Greenberg blends historical fiction and fantasy in Glass Town (Abrams ComicArts, Mar.), a graphic novel inspired by the imaginary worlds the Brontë siblings created as children.

What attracted you to the Brontës and their childhood?

I’ve always loved their novels. Then I discovered that they had written all this amazing juvenilia. It resonated for me because my first two books are set in an imaginary world, so to a certain extent I knew how it felt to invent a world and populate it with characters, to be a creator-god of your own small universe. What blew my mind was how incredibly detailed and epic their world was; considering how young they were, it’s a feat.

Is your Glass Town based closely on the Brontës’ version?

Oh, I made up a lot. When I was researching, I initially got very attached to the source material, but there was no way I could use it all. In the end, I picked five characters that were most intriguing to me and loosely kept their plot arcs.

Also, my book isn’t just about that imaginary world; it’s about creating an imaginary world, and the way that Charlotte Brontë’s reality and fiction began to blend. She would see her characters looking at her through classroom windows, and there are descriptions of her and Emily playacting their own characters to each other well into their teens.

Anything notable you kept out?

A lot of colonialism. They were children of their time. I didn’t want to leave it out entirely, because it was true, but I wanted to tread a fine line for modern readers. That was one of the hardest things.

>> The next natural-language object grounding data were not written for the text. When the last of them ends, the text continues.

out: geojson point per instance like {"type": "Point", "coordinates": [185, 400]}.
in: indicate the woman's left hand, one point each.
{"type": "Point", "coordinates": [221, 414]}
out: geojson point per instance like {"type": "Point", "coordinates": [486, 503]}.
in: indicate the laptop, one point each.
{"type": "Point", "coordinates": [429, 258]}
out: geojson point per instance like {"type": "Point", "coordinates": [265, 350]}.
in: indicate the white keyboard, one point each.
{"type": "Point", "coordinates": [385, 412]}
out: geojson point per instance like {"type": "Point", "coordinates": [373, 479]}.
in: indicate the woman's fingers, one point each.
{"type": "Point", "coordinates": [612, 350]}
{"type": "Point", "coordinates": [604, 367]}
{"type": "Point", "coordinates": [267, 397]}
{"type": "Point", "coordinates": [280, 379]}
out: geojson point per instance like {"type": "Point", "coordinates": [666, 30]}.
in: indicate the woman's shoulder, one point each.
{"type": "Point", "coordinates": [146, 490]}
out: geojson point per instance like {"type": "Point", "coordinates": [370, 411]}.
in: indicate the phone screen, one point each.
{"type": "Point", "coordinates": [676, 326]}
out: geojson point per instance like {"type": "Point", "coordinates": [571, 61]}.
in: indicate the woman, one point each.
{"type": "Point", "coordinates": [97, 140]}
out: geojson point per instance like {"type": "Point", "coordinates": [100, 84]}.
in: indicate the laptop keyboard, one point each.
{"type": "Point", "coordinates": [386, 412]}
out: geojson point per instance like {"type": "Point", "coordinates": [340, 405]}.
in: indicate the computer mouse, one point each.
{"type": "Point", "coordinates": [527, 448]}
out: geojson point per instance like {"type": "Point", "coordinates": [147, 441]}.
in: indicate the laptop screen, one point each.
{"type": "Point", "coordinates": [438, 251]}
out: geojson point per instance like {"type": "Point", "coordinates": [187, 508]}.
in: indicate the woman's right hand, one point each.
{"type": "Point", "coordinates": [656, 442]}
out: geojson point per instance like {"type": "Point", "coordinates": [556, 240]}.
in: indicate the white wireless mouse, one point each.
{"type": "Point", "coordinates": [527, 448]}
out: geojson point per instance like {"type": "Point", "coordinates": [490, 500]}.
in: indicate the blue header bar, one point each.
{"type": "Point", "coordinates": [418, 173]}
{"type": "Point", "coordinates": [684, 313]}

In the graphic novel, how did you find a way to differentiate between what was real and what was fantasy?

I created three separate color palettes. The present day is in blues and grays because it’s meant to be quite sad—Charlotte’s looking back; she’s the only one left alive, the other siblings have died, and she’s conversing with an imaginary character. The childhood flashbacks are in sepia, and the imaginary world is in full color. I want it to feel like you’re in this amazing Technicolor world after the muted color palettes of reality.

Much of your work deals with the nature of storytelling; what got you interested in metanarratives?

I was a big reader as a kid, worldbuilding stuff like Philip Pullman, Ursula Le Guin, Diana Wynne Jones, Joan Aiken—and I still reread them. When you read and reread, it gets into your brain. I love folktales and fairy tales because they’re like the bones with nothing on them.